Seit über 50 Jahren verzeichnen wir mehr Sterbefälle als Geburten. Im Jahr 2022 ist der Sterbeüberschuss auf 327.461 Menschen angewachsen. Deutschland verliert wegen der viel zu geringen Geburtenrate Jahr für Jahr eine größere Großstadt. Es gibt zu wenig Geburten. Das ist die Ursache für den viel beklagten Fachkräftemangel. Die Erwartung, unsere Bevölkerungsdefizite könnten durch Zuwanderung behoben werden, ist trügerisch. Die Herkunftsländer der Zuwanderer sind ebenfalls auf gut ausgebildete, leistungsfähige und leistungsbereite Menschen angewiesen. Abgesehen von den Problemen, die mit einer extensiven Zuwanderung einhergehen, sollten wir unsere Zukunft nicht auf dem Rücken und nicht auf Kosten anderer Länder planen.
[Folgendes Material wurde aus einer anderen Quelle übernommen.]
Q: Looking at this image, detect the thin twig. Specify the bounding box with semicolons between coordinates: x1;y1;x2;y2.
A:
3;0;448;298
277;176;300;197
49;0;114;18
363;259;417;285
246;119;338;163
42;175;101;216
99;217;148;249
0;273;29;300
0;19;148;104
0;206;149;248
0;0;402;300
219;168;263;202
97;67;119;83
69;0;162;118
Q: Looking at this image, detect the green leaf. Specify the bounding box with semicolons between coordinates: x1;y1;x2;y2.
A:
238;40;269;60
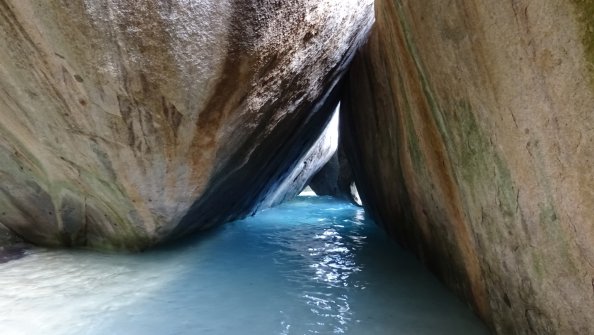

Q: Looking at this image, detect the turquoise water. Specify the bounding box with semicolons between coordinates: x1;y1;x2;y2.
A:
0;197;487;335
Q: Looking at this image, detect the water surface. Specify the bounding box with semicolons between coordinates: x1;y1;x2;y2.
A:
0;197;487;335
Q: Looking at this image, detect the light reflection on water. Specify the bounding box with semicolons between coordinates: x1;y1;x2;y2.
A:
0;197;487;335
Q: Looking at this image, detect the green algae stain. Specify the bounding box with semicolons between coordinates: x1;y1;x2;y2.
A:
571;0;594;81
447;100;518;223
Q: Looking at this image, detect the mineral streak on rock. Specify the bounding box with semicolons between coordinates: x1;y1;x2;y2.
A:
341;0;594;334
0;0;373;250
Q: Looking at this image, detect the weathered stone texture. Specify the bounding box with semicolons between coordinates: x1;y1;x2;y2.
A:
0;0;373;249
342;0;594;334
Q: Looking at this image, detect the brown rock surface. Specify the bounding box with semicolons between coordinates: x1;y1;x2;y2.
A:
0;0;373;249
342;0;594;334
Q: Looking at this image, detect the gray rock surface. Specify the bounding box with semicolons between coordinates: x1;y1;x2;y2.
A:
341;0;594;335
0;0;373;250
259;107;339;208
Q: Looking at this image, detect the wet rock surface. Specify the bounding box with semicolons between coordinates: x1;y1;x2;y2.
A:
0;0;373;250
341;0;594;334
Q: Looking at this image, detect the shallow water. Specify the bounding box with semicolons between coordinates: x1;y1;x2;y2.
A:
0;197;487;335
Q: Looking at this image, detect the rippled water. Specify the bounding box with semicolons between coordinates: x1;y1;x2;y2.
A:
0;197;487;335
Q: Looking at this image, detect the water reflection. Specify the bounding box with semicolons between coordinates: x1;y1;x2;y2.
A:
0;197;486;335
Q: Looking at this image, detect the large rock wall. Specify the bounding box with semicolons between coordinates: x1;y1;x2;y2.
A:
0;0;373;249
341;0;594;334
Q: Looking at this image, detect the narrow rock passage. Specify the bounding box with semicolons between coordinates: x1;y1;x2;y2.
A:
0;196;487;335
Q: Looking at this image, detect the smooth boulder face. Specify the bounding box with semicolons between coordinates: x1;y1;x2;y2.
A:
260;106;339;208
0;0;373;249
309;145;360;205
341;0;594;334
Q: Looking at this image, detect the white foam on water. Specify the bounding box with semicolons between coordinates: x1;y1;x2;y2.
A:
0;197;488;335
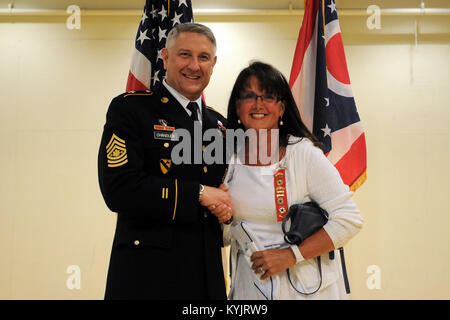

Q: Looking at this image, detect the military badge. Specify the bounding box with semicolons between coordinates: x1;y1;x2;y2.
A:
217;120;227;131
159;159;172;174
106;133;128;168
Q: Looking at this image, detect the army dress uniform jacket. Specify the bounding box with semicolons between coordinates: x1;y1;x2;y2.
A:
98;85;226;300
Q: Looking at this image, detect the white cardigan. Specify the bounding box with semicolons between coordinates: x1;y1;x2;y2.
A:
224;137;363;299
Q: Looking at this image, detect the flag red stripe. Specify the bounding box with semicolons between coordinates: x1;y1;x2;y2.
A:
127;71;149;91
289;1;319;88
326;33;350;84
335;133;367;186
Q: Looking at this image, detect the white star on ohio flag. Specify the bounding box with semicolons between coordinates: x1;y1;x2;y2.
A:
158;6;167;21
137;29;150;45
172;12;183;26
320;123;331;138
158;28;167;41
178;0;187;7
327;0;336;13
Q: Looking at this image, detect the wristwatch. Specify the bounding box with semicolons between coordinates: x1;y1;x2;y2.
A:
198;184;205;201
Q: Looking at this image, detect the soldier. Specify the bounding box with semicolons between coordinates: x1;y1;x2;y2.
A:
98;23;232;299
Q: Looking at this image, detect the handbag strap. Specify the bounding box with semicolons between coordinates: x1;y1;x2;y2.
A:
286;256;322;296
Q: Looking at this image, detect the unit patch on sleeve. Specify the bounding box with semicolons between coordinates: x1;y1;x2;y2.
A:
106;133;128;168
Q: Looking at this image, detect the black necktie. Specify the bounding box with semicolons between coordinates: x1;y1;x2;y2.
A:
187;102;198;121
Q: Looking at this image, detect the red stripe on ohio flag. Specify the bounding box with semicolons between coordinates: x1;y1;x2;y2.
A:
335;133;367;186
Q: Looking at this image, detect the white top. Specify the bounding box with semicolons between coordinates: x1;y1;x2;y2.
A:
224;137;362;299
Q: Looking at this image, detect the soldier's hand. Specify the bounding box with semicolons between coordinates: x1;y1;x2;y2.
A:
208;203;233;223
200;185;233;222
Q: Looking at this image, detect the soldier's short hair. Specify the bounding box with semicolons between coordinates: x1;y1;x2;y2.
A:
166;23;217;53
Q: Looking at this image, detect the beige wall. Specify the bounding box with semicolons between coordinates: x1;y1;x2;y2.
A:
0;10;450;299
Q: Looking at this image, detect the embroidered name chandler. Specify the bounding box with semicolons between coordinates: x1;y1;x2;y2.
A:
182;304;217;318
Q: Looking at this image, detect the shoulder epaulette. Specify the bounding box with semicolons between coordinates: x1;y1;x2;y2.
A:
123;90;153;98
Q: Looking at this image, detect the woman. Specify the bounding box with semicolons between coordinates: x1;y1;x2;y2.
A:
210;62;362;300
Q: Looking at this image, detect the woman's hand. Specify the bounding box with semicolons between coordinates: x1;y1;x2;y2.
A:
250;248;296;280
200;184;233;223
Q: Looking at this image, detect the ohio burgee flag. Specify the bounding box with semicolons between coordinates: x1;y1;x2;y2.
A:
289;0;366;191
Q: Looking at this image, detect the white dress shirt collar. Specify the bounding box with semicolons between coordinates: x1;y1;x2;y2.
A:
163;79;202;121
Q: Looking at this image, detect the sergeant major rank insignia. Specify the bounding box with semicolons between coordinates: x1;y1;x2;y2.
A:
159;159;172;174
106;133;128;168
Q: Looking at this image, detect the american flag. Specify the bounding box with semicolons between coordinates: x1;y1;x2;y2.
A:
126;0;193;91
289;0;366;191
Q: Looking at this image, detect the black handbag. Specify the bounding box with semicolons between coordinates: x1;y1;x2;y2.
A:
281;201;350;295
281;201;328;245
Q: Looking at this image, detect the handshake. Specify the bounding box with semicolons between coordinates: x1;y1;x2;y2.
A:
200;184;234;223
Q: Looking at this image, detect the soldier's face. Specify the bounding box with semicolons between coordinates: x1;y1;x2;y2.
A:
161;32;217;101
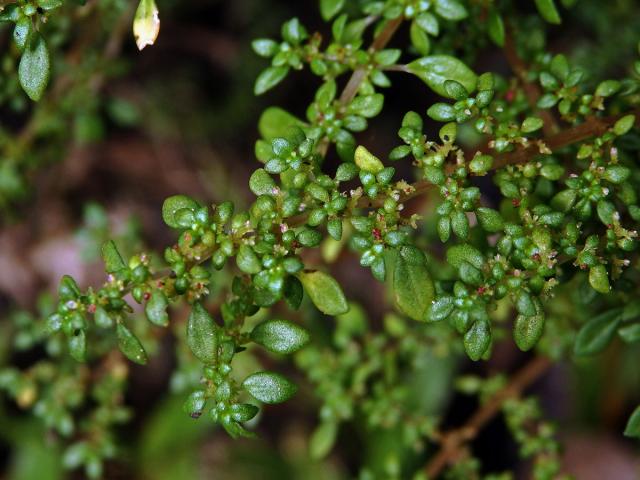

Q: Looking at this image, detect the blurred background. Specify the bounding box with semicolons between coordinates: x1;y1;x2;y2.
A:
0;0;640;480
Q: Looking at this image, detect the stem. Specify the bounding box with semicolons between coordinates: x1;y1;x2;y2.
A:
425;357;551;479
504;28;558;136
340;16;403;105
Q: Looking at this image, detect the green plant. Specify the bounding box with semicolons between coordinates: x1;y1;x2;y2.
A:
0;0;640;479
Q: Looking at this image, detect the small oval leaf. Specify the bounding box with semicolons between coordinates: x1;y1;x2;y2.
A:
242;372;298;403
116;323;147;365
298;270;349;315
251;320;309;354
393;249;434;321
18;32;50;102
407;55;477;97
144;289;169;327
187;303;218;364
162;195;200;232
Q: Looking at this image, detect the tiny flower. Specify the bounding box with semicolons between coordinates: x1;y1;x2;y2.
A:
133;0;160;50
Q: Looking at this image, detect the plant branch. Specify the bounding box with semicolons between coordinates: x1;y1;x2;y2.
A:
340;16;403;105
425;357;552;479
504;27;558;136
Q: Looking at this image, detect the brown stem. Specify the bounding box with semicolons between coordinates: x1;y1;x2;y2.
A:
425;357;551;480
504;28;558;136
340;16;402;105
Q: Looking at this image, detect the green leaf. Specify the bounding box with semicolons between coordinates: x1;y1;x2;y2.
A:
444;80;469;100
13;17;33;52
487;9;504;47
297;270;349;315
624;406;640;438
251;38;278;58
436;0;469;21
309;420;338;460
18;32;50;102
476;207;504;233
253;66;289;95
283;275;304;310
116;323;147;365
513;315;545;352
162;195;200;228
354;145;384;174
427;103;456;122
102;240;127;273
596;80;621;97
409;22;431;55
573;308;621;356
69;330;87;362
393;247;435;321
242;372;298;403
416;12;440;37
182;390;207;418
144;289;169;327
613;115;636;137
236;244;262;274
407;55;477;97
320;0;345;21
618;323;640;343
251;320;310;354
426;296;455;322
589;264;611;293
516;291;537;317
231;403;260;422
536;0;562;25
249;168;276;195
347;93;384;118
520;117;544;133
187;302;218;365
464;320;491;361
447;244;484;269
258;107;305;140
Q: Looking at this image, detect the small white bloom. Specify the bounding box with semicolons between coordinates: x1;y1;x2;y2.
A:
133;0;160;50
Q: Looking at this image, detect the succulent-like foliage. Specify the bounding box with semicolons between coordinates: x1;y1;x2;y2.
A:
0;0;640;479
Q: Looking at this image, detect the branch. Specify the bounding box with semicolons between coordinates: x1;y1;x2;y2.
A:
503;28;558;135
358;110;640;212
425;357;551;479
340;16;403;105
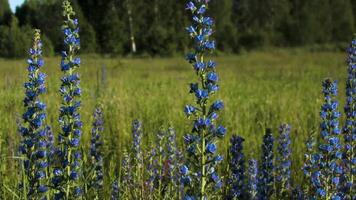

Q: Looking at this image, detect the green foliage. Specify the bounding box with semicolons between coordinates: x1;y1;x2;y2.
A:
0;16;54;58
0;49;346;199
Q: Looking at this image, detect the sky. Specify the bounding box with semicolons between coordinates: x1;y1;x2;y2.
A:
9;0;25;12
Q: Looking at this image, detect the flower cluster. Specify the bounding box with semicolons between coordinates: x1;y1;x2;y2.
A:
52;0;82;199
184;0;226;199
110;180;120;200
228;135;246;199
276;124;291;199
90;108;104;197
258;129;275;200
311;79;343;199
343;38;356;199
129;120;144;199
20;30;49;199
247;159;258;200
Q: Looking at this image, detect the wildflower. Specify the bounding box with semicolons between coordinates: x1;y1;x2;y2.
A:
111;179;120;200
19;30;48;199
258;129;275;199
309;79;343;198
52;0;82;199
181;0;226;199
247;159;258;200
130;120;143;199
228;135;245;199
90;108;104;198
119;151;131;198
276;124;291;198
335;38;356;199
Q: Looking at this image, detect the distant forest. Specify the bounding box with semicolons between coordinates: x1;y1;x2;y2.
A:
0;0;356;57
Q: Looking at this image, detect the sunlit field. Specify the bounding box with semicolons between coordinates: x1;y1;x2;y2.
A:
0;49;347;199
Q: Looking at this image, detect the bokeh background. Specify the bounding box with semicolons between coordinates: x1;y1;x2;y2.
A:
0;0;356;57
0;0;356;196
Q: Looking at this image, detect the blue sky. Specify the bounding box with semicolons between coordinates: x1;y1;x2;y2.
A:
9;0;25;12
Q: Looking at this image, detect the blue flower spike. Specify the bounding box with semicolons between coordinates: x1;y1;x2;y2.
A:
180;0;226;200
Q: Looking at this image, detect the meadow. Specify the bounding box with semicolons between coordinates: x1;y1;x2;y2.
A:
0;49;347;199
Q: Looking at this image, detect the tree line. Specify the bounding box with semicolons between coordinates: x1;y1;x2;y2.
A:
0;0;356;57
Seit Jahrzehnten lahmende Politik braucht neuen Schwung
Vielmehr brauchen wir eine energische und nachhaltige Familienpolitik im eigenen Land, damit die Leistungsfähigkeit unserer Ökonomie, die Verlässlichkeit der sozialen Sicherung, die Innovationskraft von Wissenschaft und Forschung sowie die Identität unseres kulturellen Erbes erhalten bleiben. Unsere seit Jahrzehnten lahmende Familienpolitik braucht neuen Schwung. Wir sollten die Bereitschaft junger Menschen zur Übernahme von Elternverantwortung stärken. Dazu müssen immaterielle und materielle Anreize geboten werden. Vor allem muss die Leistung der Familie für die Zukunft unseres Landes erkannt sowie ideell und ökonomisch anerkannt werden. Die Familie ist und bleibt der erste und wichtigste Lernort von Eigenverantwortung und Solidarität. Diesen Lernort neu zu aktivieren und zu stärken, erfordert eine langfristig angelegte Politik, eine Politik mit weitem Horizont.
Zusammengefasst: Die Einführung eines Wahlrechts von Geburt an bietet – so der ehemalige Bundespräsident Roman Herzog – die Chance, die Zukunft unseres Landes zu sichern. Wenn wir diese Chance nutzen und den Familien einen deutlich stärkeren Einfluss auf die Programme und die Praxis der Parteien geben, wären die Aktionen der „Letzten Generation“ überflüssig.